A study of CNN capacity applied to Left Venticle Segmentation in Cardiac MRI
This work addresses practical deployment questions for CNNs in medical imaging, but it is incremental as it applies existing methods to analyze capacity without introducing new techniques.
The study investigated how dataset size and network depth affect CNN performance for left ventricle segmentation in cardiac MRI, finding that sample size impacts performance more than architecture or hyperparameters, with small samples being more sensitive to hyperparameters.
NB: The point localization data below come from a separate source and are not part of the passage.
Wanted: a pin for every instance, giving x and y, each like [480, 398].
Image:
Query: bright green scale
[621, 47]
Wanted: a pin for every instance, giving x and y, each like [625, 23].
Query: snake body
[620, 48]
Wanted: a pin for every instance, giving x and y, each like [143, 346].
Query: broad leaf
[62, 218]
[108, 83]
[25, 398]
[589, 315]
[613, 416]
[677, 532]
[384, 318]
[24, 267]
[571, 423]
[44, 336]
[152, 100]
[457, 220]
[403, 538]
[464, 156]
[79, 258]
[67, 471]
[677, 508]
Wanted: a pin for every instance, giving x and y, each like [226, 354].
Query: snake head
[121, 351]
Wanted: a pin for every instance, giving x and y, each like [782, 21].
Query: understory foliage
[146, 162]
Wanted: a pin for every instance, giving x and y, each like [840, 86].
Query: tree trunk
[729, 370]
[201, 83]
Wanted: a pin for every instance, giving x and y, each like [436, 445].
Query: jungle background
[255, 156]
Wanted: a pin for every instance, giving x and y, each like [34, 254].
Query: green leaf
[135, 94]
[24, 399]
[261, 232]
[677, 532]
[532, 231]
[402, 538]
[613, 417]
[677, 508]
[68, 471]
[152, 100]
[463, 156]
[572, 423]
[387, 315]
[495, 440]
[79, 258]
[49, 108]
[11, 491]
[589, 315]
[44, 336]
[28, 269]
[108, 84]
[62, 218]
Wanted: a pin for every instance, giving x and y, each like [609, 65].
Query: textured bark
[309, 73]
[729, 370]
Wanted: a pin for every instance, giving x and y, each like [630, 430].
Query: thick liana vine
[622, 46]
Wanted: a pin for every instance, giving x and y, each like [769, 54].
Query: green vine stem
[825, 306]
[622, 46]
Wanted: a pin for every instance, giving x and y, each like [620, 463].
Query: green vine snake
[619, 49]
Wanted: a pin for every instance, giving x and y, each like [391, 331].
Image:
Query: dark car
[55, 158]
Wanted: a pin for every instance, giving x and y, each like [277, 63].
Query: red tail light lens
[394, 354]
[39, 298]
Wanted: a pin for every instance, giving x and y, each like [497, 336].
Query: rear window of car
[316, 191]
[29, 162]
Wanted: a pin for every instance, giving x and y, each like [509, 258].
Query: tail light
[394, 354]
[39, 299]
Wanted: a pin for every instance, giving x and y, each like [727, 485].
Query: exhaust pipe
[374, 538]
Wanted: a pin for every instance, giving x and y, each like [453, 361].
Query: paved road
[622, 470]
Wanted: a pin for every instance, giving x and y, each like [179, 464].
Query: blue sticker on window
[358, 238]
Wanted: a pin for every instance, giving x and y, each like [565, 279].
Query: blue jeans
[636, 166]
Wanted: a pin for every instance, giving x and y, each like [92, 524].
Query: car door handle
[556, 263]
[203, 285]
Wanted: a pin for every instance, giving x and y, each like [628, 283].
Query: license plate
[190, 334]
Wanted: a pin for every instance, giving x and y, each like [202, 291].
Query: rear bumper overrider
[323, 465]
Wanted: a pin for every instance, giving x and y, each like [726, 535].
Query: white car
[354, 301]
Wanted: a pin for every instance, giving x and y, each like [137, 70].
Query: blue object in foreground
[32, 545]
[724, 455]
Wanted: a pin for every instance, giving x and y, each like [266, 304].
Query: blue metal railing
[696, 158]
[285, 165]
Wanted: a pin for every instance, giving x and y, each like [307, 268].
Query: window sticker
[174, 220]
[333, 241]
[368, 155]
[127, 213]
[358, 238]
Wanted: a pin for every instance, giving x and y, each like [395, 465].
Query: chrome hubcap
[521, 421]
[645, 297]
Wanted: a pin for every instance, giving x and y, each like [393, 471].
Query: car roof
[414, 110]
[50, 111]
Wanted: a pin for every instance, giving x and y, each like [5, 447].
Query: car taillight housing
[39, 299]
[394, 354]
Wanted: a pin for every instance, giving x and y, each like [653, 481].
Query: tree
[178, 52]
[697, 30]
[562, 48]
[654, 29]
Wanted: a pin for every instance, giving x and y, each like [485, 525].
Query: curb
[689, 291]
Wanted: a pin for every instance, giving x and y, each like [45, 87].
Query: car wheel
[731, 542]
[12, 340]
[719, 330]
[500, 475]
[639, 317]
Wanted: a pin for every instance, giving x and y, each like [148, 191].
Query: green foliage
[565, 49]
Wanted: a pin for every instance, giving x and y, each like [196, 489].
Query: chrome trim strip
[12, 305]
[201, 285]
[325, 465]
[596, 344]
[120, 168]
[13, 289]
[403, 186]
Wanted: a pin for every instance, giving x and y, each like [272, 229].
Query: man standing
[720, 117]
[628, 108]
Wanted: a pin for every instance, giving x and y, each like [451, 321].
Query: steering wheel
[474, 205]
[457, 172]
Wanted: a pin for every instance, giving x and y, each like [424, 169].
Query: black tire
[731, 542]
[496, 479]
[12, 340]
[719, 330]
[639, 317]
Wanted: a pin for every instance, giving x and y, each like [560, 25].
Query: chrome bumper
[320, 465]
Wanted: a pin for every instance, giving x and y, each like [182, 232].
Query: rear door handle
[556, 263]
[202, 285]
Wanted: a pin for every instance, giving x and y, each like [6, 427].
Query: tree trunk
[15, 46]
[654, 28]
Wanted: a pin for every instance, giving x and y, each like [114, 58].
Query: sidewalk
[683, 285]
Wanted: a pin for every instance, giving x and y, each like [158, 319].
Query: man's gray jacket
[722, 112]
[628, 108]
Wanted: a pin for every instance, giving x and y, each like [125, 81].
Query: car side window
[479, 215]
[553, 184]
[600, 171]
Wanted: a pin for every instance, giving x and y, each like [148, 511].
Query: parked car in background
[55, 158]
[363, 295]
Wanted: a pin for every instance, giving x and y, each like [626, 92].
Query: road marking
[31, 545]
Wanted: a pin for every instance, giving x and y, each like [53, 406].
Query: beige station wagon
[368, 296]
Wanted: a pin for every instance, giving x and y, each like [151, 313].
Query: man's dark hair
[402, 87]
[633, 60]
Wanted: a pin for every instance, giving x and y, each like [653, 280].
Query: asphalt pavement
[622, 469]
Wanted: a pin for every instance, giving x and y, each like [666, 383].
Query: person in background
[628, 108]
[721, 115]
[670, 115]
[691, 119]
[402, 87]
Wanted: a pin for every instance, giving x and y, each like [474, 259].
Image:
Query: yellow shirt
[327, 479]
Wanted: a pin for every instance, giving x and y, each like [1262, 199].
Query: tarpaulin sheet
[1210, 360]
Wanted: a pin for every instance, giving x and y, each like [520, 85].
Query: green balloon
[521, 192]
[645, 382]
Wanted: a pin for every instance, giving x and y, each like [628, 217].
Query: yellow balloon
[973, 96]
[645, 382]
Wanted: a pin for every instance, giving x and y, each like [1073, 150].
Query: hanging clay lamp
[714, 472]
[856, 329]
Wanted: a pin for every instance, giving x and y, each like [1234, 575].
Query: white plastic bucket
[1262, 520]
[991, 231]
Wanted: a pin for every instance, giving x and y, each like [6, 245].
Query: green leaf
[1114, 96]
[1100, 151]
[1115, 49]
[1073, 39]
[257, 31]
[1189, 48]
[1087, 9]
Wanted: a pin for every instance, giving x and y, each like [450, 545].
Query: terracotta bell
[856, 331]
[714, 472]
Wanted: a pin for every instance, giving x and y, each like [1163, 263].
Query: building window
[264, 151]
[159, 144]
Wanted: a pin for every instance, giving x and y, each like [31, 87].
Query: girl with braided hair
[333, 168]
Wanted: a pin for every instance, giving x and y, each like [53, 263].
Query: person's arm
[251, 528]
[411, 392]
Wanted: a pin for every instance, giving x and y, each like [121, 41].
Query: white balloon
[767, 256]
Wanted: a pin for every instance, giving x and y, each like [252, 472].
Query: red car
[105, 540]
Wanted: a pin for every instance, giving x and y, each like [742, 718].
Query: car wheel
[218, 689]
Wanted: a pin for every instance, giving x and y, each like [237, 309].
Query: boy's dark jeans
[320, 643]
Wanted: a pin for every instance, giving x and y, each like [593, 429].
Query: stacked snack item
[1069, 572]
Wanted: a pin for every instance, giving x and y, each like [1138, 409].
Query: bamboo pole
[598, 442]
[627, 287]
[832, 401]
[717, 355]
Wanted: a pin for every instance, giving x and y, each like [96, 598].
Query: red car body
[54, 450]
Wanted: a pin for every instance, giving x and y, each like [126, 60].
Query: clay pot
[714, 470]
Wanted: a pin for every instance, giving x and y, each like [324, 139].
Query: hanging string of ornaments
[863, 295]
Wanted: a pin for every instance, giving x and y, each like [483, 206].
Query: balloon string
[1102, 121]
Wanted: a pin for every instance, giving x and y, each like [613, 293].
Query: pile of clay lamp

CNN (Convolutional Neural Network) models have been successfully used for segmentation of the left ventricle (LV) in cardiac MRI (Magnetic Resonance Imaging), providing clinical measurements. In practice, two questions arise with deployment of CNNs: 1) when is it better to use a shallow model instead of a deeper one? 2) how the size of a dataset might change the network performance? We propose a framework to answer them, by experimenting with deep and shallow versions of three U-Net families, trained from scratch in six subsets varying from 100 to 10,000 images, different network sizes, learning rates and regularization values. 1620 models were evaluated using 5-fold cross-validation by loss and DICE. The results indicate that: sample size affects performance more than architecture or hyper-parameters; in small samples the performance is more sensitive to hyper-parameters than architecture; the performance difference between shallow and deeper networks is not the same across families.